Akademik Veri Yönetim Sistemi
Ceramics International, cilt.51, sa.17, ss.23068-23076, 2025 (SCI-Expanded, Scopus)
In this research, a Sn-doped hematite (α-Fe2O3) thin film on a glass substrate was synthesized using DC and RF magnetron sputtering techniques, and the physical features of the film were analyzed in detail. This study, conducted to investigate the effects of Sn doping on the hematite structure, evaluated the optical and morphological attributes of the thin film using advanced characterization techniques such as UV–VIS spectroscopy, Raman spectroscopy, XRD, SEM, EDS, and AFM. The optical band gap was determined from absorption measurement and calculated to be 2.12 eV. Raman spectroscopy results revealed various characteristic peaks between 100 cm−1 and 1500 cm−1. A strong (214) diffraction peak confirms the enhanced hematite phase formation in the thin film.
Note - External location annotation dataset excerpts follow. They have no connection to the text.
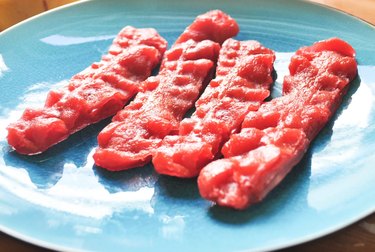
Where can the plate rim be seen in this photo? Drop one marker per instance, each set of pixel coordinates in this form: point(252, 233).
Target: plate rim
point(296, 241)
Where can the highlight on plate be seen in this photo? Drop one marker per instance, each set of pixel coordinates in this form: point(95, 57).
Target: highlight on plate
point(239, 143)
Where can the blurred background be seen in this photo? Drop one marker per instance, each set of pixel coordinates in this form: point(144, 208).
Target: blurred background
point(14, 11)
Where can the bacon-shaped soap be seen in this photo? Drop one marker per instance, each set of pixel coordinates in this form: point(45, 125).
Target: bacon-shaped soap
point(96, 93)
point(136, 131)
point(243, 79)
point(275, 138)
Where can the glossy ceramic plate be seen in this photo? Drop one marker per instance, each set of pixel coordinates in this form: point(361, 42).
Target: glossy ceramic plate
point(60, 200)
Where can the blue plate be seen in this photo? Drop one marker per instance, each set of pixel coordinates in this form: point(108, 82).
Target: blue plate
point(60, 200)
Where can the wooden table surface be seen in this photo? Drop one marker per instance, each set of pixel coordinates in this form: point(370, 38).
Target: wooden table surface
point(358, 237)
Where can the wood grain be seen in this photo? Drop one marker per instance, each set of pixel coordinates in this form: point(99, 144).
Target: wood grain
point(359, 237)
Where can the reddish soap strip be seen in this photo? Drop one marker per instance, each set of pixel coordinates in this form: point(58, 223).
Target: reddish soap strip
point(275, 138)
point(243, 79)
point(92, 95)
point(139, 128)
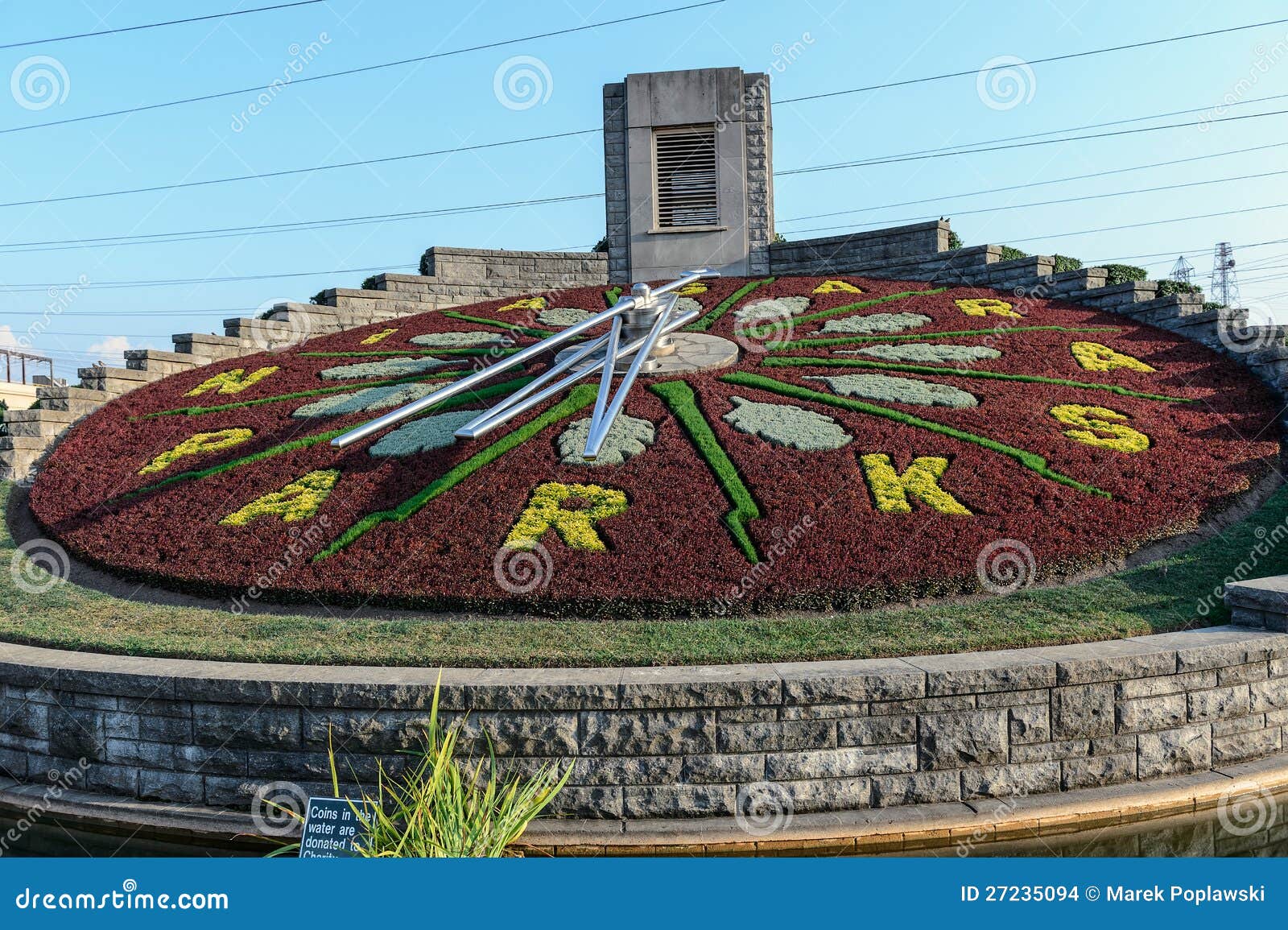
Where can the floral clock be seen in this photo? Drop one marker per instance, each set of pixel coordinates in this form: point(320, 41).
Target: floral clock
point(873, 440)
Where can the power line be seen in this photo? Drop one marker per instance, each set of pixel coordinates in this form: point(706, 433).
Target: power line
point(968, 146)
point(1069, 200)
point(1189, 253)
point(300, 225)
point(19, 289)
point(303, 225)
point(23, 287)
point(72, 315)
point(154, 26)
point(942, 154)
point(1036, 60)
point(383, 160)
point(1036, 183)
point(302, 170)
point(365, 68)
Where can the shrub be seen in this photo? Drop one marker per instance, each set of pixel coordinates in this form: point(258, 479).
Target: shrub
point(1167, 287)
point(446, 807)
point(1121, 275)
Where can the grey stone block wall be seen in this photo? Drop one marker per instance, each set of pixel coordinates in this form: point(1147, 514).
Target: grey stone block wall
point(669, 742)
point(616, 208)
point(886, 250)
point(759, 142)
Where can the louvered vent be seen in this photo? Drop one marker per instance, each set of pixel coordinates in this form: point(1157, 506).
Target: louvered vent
point(686, 173)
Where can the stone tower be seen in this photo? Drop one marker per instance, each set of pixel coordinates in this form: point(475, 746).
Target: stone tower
point(688, 173)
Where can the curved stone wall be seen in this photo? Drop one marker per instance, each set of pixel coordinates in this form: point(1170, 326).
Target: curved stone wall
point(669, 742)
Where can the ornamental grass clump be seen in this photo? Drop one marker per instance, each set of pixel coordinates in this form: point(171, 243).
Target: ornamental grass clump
point(448, 804)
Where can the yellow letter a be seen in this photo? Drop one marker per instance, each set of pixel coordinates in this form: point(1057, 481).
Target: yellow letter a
point(232, 382)
point(197, 444)
point(296, 502)
point(982, 307)
point(576, 527)
point(1096, 357)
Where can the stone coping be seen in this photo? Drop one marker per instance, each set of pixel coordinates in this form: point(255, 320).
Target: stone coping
point(920, 829)
point(733, 685)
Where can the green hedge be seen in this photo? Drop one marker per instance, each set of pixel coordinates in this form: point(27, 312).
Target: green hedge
point(1121, 275)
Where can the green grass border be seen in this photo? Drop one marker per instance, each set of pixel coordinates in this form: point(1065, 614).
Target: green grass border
point(579, 399)
point(712, 316)
point(1030, 460)
point(481, 395)
point(955, 334)
point(683, 403)
point(1180, 592)
point(804, 362)
point(299, 395)
point(500, 324)
point(378, 353)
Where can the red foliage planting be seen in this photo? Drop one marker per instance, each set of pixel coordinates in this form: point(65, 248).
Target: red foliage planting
point(821, 537)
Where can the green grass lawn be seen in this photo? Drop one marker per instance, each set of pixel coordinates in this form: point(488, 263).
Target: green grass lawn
point(1156, 598)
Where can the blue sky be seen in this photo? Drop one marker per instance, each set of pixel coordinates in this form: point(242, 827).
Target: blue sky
point(809, 47)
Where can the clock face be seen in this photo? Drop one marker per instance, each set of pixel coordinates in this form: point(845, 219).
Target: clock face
point(873, 440)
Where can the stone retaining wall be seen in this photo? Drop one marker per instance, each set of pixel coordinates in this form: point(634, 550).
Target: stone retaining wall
point(669, 742)
point(879, 249)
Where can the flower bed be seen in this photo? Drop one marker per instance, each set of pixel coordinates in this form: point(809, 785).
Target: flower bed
point(841, 461)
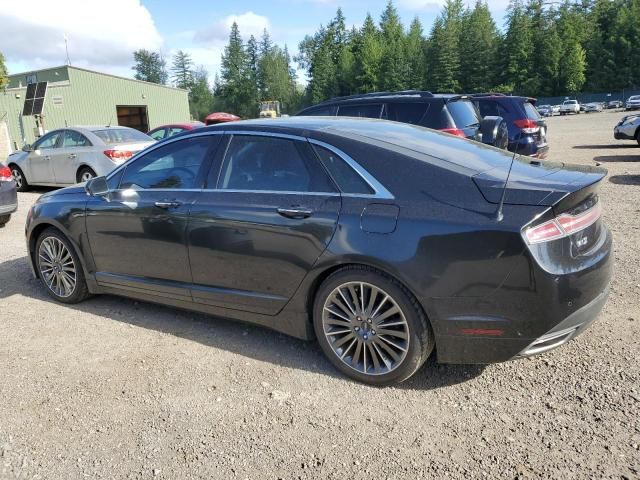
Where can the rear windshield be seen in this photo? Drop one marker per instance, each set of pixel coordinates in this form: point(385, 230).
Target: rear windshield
point(122, 135)
point(531, 111)
point(463, 113)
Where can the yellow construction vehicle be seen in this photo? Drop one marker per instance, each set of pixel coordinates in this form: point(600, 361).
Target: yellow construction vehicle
point(270, 109)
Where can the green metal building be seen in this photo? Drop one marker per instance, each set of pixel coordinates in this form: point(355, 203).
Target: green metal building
point(76, 96)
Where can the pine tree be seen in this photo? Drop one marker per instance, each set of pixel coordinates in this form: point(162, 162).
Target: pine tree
point(150, 67)
point(182, 70)
point(416, 59)
point(479, 43)
point(200, 97)
point(393, 62)
point(517, 48)
point(4, 77)
point(367, 53)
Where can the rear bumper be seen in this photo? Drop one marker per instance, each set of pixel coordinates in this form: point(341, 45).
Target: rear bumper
point(5, 209)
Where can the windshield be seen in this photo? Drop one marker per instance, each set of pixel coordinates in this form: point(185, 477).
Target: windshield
point(463, 113)
point(112, 136)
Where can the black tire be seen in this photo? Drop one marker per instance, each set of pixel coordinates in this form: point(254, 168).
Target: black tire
point(83, 173)
point(418, 331)
point(21, 181)
point(80, 291)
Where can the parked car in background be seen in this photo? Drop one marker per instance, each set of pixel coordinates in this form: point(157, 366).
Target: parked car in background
point(527, 130)
point(633, 103)
point(453, 114)
point(8, 195)
point(220, 117)
point(385, 241)
point(545, 110)
point(166, 131)
point(593, 107)
point(628, 128)
point(569, 106)
point(75, 154)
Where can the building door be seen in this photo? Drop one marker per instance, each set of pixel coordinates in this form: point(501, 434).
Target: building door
point(133, 116)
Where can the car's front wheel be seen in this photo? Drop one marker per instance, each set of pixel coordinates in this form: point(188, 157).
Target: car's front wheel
point(370, 326)
point(59, 267)
point(18, 176)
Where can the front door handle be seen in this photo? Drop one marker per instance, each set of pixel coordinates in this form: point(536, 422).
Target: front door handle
point(295, 212)
point(168, 204)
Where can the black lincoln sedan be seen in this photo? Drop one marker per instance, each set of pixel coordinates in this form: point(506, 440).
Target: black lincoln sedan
point(382, 240)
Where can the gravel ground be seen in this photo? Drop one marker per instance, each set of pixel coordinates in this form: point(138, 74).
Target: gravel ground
point(113, 388)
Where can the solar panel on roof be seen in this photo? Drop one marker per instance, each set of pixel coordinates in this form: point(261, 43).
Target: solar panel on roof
point(41, 90)
point(31, 91)
point(38, 105)
point(28, 107)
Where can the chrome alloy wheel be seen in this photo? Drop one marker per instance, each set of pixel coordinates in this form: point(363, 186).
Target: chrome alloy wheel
point(365, 328)
point(57, 268)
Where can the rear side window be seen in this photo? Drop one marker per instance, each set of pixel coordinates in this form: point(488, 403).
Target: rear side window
point(463, 113)
point(405, 112)
point(346, 177)
point(113, 136)
point(258, 163)
point(531, 111)
point(436, 117)
point(371, 110)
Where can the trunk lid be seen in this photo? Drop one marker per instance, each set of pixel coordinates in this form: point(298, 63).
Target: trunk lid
point(534, 182)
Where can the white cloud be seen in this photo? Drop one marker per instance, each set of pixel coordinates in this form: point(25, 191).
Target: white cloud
point(100, 35)
point(249, 24)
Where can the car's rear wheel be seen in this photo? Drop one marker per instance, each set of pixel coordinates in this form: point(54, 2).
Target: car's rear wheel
point(85, 174)
point(59, 267)
point(20, 179)
point(370, 326)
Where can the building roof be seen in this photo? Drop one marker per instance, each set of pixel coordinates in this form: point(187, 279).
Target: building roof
point(71, 67)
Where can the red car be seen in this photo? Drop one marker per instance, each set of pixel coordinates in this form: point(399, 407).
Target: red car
point(166, 131)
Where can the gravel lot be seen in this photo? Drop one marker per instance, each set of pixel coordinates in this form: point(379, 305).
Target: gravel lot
point(113, 388)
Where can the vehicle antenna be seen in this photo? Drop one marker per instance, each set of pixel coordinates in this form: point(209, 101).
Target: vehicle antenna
point(499, 215)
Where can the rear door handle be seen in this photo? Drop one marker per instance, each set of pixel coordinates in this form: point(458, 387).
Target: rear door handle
point(168, 204)
point(295, 212)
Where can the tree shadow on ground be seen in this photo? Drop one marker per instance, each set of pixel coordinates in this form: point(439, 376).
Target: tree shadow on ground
point(625, 179)
point(240, 338)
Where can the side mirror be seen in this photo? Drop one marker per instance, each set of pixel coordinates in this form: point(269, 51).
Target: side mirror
point(494, 132)
point(97, 187)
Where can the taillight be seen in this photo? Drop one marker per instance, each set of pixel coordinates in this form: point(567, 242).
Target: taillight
point(453, 131)
point(5, 174)
point(563, 225)
point(118, 155)
point(527, 125)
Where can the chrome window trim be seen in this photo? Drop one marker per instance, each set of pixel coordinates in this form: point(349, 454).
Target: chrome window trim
point(380, 191)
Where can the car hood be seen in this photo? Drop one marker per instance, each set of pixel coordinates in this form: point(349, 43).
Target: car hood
point(534, 182)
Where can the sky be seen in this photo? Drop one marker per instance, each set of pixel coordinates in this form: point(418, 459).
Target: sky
point(101, 35)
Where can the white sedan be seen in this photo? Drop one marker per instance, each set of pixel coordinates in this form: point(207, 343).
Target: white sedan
point(76, 154)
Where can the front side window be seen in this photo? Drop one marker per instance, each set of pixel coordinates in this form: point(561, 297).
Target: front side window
point(48, 141)
point(74, 139)
point(172, 166)
point(258, 163)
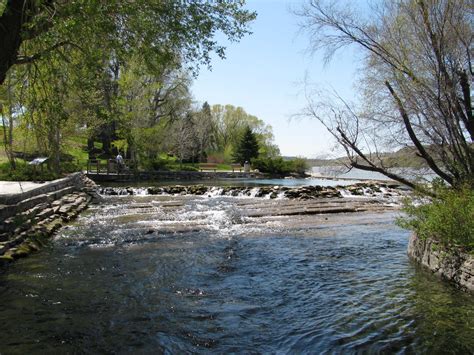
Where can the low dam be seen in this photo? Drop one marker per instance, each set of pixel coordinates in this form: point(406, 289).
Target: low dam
point(159, 269)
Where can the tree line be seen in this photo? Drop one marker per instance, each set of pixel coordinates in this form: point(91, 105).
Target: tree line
point(117, 74)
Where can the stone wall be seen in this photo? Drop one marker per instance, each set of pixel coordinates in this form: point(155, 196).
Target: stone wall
point(174, 175)
point(454, 266)
point(28, 219)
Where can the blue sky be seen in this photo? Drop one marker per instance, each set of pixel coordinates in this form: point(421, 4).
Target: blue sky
point(264, 73)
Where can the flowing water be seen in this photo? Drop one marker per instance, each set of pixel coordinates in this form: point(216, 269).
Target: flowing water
point(178, 274)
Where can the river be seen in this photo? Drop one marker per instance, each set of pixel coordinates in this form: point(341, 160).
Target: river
point(178, 274)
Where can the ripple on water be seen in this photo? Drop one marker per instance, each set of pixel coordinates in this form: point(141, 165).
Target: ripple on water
point(194, 275)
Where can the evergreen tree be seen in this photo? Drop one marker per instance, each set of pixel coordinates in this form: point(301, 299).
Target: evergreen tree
point(247, 147)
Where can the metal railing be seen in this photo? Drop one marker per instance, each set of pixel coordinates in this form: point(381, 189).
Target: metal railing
point(110, 166)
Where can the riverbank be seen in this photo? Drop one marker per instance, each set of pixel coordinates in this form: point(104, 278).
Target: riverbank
point(30, 216)
point(181, 273)
point(452, 265)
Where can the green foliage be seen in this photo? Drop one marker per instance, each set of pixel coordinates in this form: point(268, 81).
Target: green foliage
point(279, 166)
point(247, 147)
point(448, 218)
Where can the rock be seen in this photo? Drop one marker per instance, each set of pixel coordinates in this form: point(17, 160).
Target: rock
point(452, 265)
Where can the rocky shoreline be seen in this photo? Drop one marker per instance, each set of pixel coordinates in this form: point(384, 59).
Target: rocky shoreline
point(26, 224)
point(451, 265)
point(363, 189)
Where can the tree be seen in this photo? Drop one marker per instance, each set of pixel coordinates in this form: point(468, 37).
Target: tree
point(247, 147)
point(417, 83)
point(159, 30)
point(49, 42)
point(230, 123)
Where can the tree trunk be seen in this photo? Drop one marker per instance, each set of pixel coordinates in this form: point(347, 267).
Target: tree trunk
point(15, 15)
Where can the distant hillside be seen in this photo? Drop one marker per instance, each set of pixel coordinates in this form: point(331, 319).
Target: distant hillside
point(404, 157)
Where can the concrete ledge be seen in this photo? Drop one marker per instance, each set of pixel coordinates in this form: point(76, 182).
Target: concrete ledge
point(454, 266)
point(173, 175)
point(13, 198)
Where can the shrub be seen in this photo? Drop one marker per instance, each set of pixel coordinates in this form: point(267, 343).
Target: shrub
point(448, 218)
point(278, 166)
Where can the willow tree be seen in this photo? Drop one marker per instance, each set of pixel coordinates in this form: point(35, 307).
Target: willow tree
point(417, 83)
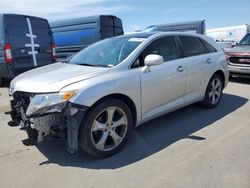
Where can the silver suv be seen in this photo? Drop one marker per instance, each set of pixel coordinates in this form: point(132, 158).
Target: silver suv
point(116, 84)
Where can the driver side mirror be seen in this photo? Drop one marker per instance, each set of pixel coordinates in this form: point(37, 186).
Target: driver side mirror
point(152, 60)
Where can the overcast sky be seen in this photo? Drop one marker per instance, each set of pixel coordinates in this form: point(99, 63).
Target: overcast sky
point(137, 14)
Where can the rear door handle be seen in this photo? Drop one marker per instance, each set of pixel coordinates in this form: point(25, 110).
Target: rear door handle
point(180, 68)
point(208, 61)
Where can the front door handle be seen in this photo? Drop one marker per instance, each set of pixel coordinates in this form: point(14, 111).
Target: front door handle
point(208, 61)
point(180, 68)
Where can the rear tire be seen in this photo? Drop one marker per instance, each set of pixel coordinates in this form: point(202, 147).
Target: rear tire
point(105, 128)
point(213, 92)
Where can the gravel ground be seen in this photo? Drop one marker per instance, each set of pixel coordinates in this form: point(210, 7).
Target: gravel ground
point(192, 147)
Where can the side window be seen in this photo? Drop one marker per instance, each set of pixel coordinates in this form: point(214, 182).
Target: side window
point(192, 46)
point(166, 47)
point(209, 47)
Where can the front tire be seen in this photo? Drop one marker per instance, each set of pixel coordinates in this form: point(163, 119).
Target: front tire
point(213, 92)
point(105, 129)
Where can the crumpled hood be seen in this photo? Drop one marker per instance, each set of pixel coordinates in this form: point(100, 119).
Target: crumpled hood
point(240, 49)
point(52, 78)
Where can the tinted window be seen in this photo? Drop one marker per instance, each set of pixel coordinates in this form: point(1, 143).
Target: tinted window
point(191, 46)
point(77, 37)
point(245, 40)
point(108, 52)
point(166, 47)
point(209, 48)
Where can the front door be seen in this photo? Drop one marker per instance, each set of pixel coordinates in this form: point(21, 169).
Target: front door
point(163, 87)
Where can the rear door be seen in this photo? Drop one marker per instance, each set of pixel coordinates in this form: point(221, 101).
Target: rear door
point(30, 40)
point(199, 66)
point(110, 26)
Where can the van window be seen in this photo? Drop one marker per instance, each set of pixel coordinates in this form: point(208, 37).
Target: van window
point(192, 46)
point(209, 48)
point(76, 37)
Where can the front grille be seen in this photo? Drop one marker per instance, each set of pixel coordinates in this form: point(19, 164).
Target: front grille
point(240, 60)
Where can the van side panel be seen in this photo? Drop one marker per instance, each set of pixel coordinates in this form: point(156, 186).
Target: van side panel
point(75, 34)
point(72, 35)
point(30, 40)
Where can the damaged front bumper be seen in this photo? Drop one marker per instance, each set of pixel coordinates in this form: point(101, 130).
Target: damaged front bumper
point(64, 121)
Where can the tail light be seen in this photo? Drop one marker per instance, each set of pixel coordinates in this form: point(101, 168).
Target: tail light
point(53, 48)
point(7, 53)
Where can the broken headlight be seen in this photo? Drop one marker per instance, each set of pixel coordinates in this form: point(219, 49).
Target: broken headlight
point(48, 103)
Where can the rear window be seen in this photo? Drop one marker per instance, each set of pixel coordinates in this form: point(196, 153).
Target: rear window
point(76, 37)
point(17, 28)
point(209, 47)
point(192, 46)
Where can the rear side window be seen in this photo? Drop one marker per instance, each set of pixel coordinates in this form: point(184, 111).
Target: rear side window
point(165, 47)
point(192, 46)
point(209, 47)
point(76, 37)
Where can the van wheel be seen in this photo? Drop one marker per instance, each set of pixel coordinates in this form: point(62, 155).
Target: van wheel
point(105, 129)
point(213, 92)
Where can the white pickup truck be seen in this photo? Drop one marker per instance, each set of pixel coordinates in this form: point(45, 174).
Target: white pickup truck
point(239, 58)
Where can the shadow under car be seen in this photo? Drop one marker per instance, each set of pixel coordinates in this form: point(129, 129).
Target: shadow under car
point(148, 138)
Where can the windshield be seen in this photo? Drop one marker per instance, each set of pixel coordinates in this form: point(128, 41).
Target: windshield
point(107, 53)
point(245, 40)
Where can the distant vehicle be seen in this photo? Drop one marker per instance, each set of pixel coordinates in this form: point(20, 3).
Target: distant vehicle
point(226, 45)
point(75, 34)
point(26, 42)
point(239, 58)
point(116, 84)
point(192, 26)
point(227, 34)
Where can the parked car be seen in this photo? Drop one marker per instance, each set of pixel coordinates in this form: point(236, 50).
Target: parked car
point(226, 45)
point(26, 42)
point(192, 26)
point(117, 84)
point(239, 58)
point(73, 35)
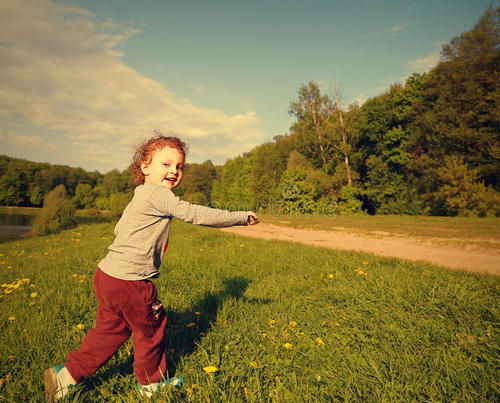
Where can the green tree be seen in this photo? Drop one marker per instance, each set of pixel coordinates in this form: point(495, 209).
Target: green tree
point(84, 197)
point(459, 111)
point(462, 194)
point(118, 201)
point(57, 213)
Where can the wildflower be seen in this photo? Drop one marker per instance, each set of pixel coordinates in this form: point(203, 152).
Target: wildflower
point(210, 369)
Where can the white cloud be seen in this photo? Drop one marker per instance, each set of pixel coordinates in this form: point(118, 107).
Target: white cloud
point(425, 63)
point(62, 71)
point(12, 139)
point(397, 28)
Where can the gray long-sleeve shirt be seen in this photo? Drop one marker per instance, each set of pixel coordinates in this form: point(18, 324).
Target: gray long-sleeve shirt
point(141, 234)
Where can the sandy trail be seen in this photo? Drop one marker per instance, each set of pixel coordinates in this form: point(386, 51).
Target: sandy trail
point(469, 257)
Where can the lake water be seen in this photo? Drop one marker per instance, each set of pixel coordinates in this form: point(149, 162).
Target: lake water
point(12, 226)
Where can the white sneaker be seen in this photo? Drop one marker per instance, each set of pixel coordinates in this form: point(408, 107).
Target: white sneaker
point(152, 388)
point(58, 382)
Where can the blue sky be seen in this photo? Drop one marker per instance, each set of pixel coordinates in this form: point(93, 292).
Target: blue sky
point(83, 81)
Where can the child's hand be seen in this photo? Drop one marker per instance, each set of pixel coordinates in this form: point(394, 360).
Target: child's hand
point(252, 218)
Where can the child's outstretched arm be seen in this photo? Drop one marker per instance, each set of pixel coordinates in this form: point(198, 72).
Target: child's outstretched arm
point(164, 200)
point(252, 218)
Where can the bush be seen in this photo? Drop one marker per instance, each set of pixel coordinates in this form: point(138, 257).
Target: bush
point(350, 201)
point(57, 213)
point(462, 194)
point(118, 202)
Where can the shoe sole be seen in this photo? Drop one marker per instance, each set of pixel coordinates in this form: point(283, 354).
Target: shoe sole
point(50, 382)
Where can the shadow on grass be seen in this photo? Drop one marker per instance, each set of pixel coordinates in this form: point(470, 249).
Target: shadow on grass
point(184, 329)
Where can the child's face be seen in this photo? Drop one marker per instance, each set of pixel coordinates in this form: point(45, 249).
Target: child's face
point(165, 168)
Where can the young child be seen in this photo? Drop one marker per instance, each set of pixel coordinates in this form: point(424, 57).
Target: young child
point(128, 302)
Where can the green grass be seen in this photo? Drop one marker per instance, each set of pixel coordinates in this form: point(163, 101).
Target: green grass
point(358, 327)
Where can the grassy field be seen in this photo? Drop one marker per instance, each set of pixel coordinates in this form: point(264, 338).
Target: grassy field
point(279, 321)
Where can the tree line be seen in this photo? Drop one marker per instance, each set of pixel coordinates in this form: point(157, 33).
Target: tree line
point(428, 146)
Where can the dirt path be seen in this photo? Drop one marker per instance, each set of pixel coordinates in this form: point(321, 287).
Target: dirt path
point(469, 257)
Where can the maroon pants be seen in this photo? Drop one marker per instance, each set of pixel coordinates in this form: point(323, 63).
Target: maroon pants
point(125, 307)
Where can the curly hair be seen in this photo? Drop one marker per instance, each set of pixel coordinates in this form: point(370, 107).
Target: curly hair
point(145, 152)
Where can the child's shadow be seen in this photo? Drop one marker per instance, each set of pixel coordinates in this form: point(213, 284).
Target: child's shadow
point(186, 328)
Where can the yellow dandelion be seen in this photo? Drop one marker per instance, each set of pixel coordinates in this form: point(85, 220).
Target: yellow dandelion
point(210, 369)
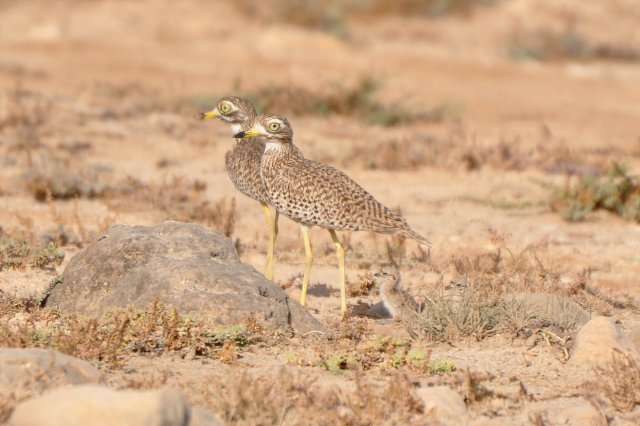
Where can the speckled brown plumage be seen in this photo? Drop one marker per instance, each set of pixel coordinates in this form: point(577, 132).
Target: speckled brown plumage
point(243, 161)
point(313, 193)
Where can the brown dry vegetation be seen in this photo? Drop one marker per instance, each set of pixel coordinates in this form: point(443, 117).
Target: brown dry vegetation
point(497, 128)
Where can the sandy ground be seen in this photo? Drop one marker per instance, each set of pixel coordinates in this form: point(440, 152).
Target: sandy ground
point(118, 76)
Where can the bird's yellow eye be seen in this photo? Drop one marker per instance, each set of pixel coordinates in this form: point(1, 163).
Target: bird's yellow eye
point(224, 108)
The crystallite size of the Sn-doped thin film, calculated via Scherrer's formula, is 20 nm. SEM images showed that the thin film exhibited a smooth and homogeneous surface morphology on the glass substrate. According to the EDS results, the atomic doping ratio of Sn in Fe2O3 is 2.84 %. Additionally, AFM analysis confirmed that the Sn-doped α-Fe2O3 thin film had a smooth surface, as indicated by a low RMS (Root Mean Square) roughness value of 8.11 nm. These properties suggest that the thin film could be suitable for optoelectronic applications. The study emphasizes the potential of Sn-doped α-Fe2O3 thin films, particularly for optoelectronic and photocatalytic devices, and underscores the need for further investigation of these materials. Furthermore, it was concluded that these materials should be considered in a broader context for their potential use in various technological applications.